Many have likened our current battle against the coronavirus pandemic to the world wars. It has been pointed out that our society requires a massive mobilization – the likes of which has not been seen since the war effort. Centralized control and allocation of resources, however, was just one part of the war effort. To make it all work, there was another important factor: excess profit taxes.
During the Second World War, the Canadian government enacted an excess profits tax on corporations. The tax would be applied to any corporation’s “excess profits” – defined as any profits that exceeded their average yearly profits from 1936 to 1939. Initially, the tax rate on excess profits was 75% but was later raised to 100% in 1942.

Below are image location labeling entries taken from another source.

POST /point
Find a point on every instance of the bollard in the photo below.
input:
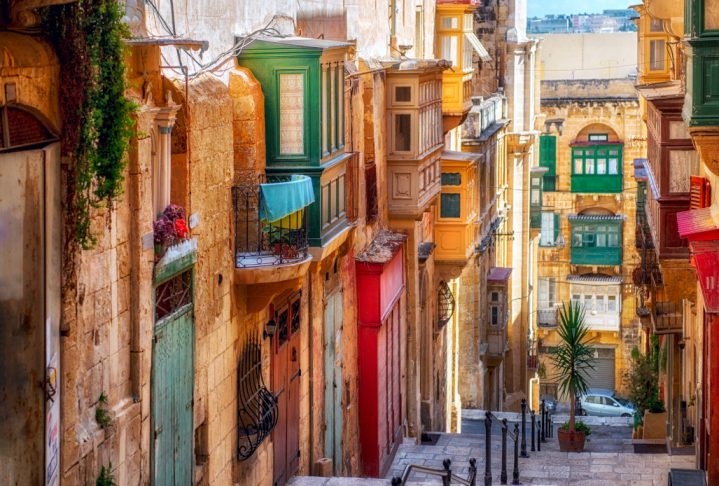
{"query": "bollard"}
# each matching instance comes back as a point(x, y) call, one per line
point(534, 424)
point(487, 449)
point(515, 472)
point(524, 428)
point(473, 472)
point(503, 476)
point(447, 478)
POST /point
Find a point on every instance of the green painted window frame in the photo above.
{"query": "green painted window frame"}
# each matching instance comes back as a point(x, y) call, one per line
point(548, 159)
point(596, 242)
point(308, 119)
point(453, 209)
point(593, 176)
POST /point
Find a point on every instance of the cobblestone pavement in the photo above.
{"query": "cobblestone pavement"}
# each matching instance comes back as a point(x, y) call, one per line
point(608, 460)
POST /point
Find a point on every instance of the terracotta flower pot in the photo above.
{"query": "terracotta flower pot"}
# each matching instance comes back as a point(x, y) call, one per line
point(571, 441)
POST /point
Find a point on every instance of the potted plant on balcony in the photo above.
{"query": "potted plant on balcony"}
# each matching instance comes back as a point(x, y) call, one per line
point(572, 359)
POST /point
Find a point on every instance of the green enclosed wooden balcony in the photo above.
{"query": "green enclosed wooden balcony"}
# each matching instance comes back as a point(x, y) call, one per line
point(597, 168)
point(596, 239)
point(303, 82)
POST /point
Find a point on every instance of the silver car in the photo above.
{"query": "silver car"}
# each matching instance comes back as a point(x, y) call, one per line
point(605, 403)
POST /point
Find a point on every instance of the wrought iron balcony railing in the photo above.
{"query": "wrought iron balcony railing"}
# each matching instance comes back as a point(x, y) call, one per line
point(259, 242)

The tax measure not only raised much-needed funds to finance the war effort, but it also discouraged corporations from profiteering off the crisis. By disincentivizing the corporate urge to exploit the crisis for profits, Canada was able to bring together disparate industries for the common good of the country.
In many ways, the COVID-19 pandemic is a more difficult foe to face. Canada had several months, if not years, to prepare for the war effort. The coronavirus, on the other hand, has caught us off-guard.
The concept of an excess profits tax has precedent in Canadian history. When faced with a massive emergency, we put the brakes on corporate profits to help our country weather the storm. Of course, that was a time when paying taxes was seen as a patriotic duty and a time where profiteering corporations – who did not pay their fair share – were seen as unpatriotic. Only time will tell if Canada still holds those values to be true in this impending crisis.